AI Prompts

AI presentation prompts.

Build a slide outline, write talking points and speaker notes, and prep for questions — tap to copy, then add your topic.

Tap Copy on any prompt, paste it into your AI assistant, and replace the [bracketed] parts with your own details.

Structure the deck

Build a slide outline

Create a slide-by-slide outline for a [length]-minute presentation on [topic] for [audience]. For each slide give a title and 2-3 bullet points. Keep a clear narrative arc with a strong opening and a clear takeaway.

Find the core message

I'm presenting on [topic] to [audience]. Help me boil it down to one core message and three supporting points so the whole deck has a spine.

Reorganise a rough deck

Here's my rough list of slides/points: [paste them]. Reorder and group them into a logical flow, flag anything redundant, and suggest what's missing.

Write the content

Turn a slide into talking points

Here's a slide with these bullets: [paste bullets]. Write natural talking points I can say out loud for about [time], without just reading the slide.

Write speaker notes

Write concise speaker notes for a slide about [topic]. Include the key point to make, one example or detail to mention, and a smooth transition to [next topic].

Tighten wordy slides

These slides are too text-heavy: [paste content]. Cut each to short, punchy bullets (about 6 words max) and tell me what to say out loud instead of putting on the slide.

Polish & deliver

Write a strong opening

Write three different openings for a presentation on [topic] to [audience] — one with a question, one with a surprising fact, and one with a short story. Each should grab attention in 20 seconds.

Sharpen the title

Suggest 10 clear, compelling titles for a presentation about [topic] for [audience]. Mix straightforward and more intriguing options.

Prep for Q&A

I'm presenting on [topic] to [audience]. List the [number] toughest questions I might get and a brief, confident way to answer each. Include any I might be hoping to avoid.

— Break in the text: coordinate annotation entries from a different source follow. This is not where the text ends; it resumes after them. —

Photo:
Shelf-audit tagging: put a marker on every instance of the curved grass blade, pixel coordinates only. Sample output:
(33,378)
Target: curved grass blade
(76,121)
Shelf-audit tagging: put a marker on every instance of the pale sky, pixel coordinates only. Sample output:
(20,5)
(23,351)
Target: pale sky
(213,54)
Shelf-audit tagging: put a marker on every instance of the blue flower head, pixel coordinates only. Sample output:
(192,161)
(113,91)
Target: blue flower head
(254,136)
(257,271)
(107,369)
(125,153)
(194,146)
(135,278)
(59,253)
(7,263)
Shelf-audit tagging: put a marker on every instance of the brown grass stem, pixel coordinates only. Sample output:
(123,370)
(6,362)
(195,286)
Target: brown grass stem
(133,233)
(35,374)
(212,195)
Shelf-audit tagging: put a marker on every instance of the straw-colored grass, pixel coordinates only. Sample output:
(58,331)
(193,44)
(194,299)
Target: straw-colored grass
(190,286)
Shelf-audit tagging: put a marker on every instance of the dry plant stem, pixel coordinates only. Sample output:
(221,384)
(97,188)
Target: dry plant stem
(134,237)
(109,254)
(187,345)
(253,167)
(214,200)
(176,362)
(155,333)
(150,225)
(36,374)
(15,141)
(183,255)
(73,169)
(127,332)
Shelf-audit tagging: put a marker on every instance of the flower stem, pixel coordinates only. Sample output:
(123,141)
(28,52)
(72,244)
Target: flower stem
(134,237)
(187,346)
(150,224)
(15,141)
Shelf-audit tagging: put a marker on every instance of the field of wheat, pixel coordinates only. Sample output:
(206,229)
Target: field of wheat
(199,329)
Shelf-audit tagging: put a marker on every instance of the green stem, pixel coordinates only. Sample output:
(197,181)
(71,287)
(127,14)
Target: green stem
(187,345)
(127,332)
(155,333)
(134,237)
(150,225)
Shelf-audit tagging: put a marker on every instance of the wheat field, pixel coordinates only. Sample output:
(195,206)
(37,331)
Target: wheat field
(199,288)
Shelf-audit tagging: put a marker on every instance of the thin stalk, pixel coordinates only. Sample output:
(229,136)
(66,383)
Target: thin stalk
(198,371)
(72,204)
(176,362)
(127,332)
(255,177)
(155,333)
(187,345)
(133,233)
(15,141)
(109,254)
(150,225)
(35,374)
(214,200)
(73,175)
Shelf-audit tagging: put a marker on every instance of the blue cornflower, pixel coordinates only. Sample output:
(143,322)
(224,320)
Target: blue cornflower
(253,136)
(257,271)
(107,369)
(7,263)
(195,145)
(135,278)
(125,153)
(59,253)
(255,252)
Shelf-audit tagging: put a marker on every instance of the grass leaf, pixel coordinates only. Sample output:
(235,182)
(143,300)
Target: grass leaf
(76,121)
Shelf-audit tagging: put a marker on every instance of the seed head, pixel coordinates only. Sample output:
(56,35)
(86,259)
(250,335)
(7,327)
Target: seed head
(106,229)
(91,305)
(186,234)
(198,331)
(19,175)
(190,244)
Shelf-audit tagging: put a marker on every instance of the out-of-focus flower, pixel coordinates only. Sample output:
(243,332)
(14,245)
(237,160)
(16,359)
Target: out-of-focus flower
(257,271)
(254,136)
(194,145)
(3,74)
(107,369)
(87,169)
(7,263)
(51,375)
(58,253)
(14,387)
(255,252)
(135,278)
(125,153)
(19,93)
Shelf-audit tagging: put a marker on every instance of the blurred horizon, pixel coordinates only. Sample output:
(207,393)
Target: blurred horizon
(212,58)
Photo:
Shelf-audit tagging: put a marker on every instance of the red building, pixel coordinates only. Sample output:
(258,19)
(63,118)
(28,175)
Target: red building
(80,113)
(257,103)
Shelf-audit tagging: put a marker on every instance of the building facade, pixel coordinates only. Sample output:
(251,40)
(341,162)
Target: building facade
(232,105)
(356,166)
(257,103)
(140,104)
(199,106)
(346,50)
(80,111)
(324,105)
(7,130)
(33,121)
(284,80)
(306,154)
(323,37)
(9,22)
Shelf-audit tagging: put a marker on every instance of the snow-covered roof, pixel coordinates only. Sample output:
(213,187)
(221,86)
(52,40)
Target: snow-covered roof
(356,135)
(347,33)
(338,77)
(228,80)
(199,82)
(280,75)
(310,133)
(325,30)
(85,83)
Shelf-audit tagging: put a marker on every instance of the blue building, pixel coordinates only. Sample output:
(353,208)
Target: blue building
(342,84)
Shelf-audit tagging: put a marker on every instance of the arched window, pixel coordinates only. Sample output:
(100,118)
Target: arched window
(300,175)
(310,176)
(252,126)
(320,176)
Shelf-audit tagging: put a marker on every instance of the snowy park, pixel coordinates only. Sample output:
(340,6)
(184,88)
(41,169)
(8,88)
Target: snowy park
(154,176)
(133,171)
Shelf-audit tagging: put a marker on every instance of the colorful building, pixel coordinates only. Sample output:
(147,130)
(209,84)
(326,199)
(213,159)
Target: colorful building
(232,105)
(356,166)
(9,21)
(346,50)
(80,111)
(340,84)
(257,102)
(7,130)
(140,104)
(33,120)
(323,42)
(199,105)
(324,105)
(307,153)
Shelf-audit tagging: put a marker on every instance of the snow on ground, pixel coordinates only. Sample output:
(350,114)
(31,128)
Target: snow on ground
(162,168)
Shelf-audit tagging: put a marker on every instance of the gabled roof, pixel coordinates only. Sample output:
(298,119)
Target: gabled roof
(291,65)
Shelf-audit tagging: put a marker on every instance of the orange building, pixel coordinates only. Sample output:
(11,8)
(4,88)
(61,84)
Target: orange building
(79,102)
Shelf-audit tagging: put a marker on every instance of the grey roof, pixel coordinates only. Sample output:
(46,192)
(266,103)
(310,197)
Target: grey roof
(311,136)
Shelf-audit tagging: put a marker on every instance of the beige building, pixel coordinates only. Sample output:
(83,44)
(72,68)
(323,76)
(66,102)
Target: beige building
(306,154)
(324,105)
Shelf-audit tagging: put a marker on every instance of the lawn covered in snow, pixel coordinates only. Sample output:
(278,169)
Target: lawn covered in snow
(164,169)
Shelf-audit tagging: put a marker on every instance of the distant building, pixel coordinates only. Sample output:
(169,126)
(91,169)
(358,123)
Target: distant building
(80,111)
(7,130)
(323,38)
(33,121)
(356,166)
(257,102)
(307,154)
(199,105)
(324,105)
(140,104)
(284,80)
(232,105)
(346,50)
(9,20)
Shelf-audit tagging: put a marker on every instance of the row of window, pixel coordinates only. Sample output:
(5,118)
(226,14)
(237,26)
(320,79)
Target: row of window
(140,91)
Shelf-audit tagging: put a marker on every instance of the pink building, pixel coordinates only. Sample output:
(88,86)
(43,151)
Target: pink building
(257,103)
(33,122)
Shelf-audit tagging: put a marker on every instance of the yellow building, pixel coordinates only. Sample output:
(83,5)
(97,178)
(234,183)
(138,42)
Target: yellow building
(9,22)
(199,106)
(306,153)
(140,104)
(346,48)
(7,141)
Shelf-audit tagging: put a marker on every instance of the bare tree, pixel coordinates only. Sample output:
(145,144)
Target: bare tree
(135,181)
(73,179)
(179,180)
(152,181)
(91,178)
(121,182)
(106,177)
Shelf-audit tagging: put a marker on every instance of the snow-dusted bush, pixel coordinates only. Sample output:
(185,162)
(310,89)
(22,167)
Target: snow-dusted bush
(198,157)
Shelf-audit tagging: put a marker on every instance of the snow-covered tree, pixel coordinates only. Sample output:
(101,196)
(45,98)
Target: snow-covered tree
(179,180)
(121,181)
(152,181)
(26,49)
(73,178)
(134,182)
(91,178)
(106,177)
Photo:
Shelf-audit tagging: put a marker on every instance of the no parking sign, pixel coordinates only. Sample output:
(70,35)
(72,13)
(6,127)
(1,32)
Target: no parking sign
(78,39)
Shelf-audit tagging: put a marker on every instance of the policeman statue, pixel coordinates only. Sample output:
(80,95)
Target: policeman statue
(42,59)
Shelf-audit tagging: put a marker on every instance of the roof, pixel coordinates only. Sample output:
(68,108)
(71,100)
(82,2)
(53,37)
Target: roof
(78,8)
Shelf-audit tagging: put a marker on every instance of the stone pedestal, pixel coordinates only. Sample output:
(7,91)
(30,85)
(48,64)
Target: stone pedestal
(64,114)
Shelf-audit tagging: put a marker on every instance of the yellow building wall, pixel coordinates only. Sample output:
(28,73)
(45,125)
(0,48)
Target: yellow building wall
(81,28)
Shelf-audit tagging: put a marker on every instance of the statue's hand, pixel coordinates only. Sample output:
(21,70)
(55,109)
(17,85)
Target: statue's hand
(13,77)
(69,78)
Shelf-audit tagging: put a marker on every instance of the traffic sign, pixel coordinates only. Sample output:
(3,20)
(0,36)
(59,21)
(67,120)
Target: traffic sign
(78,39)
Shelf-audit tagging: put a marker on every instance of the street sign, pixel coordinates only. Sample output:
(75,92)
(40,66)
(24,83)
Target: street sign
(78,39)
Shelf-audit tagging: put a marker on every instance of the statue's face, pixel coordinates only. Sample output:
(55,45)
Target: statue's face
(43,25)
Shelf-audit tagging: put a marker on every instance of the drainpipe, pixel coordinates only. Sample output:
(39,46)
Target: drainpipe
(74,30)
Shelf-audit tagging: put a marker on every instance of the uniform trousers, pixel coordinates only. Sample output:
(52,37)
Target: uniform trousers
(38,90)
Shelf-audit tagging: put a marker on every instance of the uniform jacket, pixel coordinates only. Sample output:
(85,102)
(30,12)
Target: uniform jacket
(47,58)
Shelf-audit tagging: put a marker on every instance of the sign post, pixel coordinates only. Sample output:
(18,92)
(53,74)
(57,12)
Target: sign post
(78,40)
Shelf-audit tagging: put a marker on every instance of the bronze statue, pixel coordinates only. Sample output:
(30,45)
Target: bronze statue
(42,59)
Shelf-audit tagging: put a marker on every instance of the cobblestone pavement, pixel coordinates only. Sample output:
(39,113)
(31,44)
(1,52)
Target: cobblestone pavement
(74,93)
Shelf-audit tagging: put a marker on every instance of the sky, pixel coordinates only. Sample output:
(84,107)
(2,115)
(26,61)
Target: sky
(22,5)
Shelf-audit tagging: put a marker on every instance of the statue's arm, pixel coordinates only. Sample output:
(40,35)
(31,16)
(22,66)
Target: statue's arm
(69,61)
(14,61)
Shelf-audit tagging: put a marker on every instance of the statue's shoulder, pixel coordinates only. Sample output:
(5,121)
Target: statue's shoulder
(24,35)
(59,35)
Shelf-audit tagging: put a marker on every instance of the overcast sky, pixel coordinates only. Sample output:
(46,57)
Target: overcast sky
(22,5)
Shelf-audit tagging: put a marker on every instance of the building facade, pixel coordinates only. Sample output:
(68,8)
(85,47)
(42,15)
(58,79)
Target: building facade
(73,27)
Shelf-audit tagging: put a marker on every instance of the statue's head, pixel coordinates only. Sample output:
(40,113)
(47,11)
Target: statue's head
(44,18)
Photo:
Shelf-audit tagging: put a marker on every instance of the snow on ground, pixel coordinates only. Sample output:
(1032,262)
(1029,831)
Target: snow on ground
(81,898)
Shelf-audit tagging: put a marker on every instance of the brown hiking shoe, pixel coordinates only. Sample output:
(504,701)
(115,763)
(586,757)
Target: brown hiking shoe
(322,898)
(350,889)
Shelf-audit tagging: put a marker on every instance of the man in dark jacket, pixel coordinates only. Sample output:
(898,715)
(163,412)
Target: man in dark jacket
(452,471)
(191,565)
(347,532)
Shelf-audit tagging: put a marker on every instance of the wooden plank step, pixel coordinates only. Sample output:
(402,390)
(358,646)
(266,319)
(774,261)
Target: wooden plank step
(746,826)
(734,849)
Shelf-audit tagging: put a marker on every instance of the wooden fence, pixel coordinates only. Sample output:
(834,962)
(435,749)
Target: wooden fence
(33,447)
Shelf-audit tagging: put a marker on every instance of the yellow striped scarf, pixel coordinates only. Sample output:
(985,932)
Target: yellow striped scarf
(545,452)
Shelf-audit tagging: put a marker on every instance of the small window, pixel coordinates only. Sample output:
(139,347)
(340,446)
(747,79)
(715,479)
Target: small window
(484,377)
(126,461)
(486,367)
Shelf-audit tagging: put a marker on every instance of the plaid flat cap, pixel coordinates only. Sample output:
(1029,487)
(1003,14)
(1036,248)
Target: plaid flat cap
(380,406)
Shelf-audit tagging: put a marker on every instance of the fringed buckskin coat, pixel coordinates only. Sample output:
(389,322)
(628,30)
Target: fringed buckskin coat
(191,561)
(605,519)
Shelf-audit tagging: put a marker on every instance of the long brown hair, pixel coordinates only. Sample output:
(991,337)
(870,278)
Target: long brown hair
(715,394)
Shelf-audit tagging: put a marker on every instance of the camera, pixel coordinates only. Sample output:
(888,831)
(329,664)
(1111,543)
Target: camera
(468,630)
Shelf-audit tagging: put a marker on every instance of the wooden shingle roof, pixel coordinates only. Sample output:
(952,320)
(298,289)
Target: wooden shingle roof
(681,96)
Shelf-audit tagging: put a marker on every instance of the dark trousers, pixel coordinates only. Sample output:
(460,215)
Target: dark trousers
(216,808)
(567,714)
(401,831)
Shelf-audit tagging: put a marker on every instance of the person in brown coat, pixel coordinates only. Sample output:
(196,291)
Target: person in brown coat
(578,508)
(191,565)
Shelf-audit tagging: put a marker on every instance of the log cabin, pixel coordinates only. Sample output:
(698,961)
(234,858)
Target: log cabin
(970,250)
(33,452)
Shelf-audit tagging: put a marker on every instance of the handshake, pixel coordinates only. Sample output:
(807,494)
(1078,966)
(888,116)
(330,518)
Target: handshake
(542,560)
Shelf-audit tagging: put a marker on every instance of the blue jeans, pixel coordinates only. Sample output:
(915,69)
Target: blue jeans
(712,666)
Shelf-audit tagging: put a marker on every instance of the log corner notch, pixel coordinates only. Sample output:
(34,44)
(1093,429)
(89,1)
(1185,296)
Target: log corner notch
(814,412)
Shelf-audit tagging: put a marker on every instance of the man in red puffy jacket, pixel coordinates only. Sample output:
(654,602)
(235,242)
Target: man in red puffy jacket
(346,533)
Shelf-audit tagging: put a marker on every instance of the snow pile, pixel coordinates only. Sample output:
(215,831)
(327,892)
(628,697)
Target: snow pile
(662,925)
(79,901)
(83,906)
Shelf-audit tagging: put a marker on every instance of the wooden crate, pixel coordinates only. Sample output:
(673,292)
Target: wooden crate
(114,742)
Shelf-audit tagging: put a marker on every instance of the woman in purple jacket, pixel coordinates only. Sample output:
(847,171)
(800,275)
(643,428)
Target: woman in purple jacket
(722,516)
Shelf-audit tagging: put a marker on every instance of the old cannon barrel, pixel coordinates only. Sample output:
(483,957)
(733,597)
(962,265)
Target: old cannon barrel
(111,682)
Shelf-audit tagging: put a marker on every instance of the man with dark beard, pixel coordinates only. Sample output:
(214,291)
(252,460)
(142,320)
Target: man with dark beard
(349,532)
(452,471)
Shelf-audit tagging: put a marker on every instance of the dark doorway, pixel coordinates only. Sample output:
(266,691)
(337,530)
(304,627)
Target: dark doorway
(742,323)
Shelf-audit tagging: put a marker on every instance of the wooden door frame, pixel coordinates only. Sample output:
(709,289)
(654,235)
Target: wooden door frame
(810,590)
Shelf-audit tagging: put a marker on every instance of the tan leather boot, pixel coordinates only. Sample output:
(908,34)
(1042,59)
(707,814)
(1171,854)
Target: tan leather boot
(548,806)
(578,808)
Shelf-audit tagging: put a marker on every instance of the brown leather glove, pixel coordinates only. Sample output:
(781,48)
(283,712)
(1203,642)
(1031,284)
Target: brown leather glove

Structure first, words second

The most common presentation mistake is opening the slide software and typing — you end up with a pile of bullet points and no through-line. AI is most useful at the step before that: pinning down your one core message and a clean slide-by-slide arc for your specific audience and time slot. Once the structure holds, it's quick to generate talking points and speaker notes you say out loud rather than read off the screen, which is what keeps an audience with you. Watch one thing: if you ask for facts or statistics to put on a slide, verify them — a made-up number in a presentation is the kind of error that gets noticed in the room.

FAQ

Should I put the AI's text straight on my slides?
Use it for the outline and talking points, but keep slides short — a few words per bullet — and say the detail out loud. Walls of text are what lose an audience.
Can AI make the actual slides?
These prompts produce the outline, content and notes. Some tools and add-ins can generate slide files directly; even then, you'll want to tighten the wording and check any facts.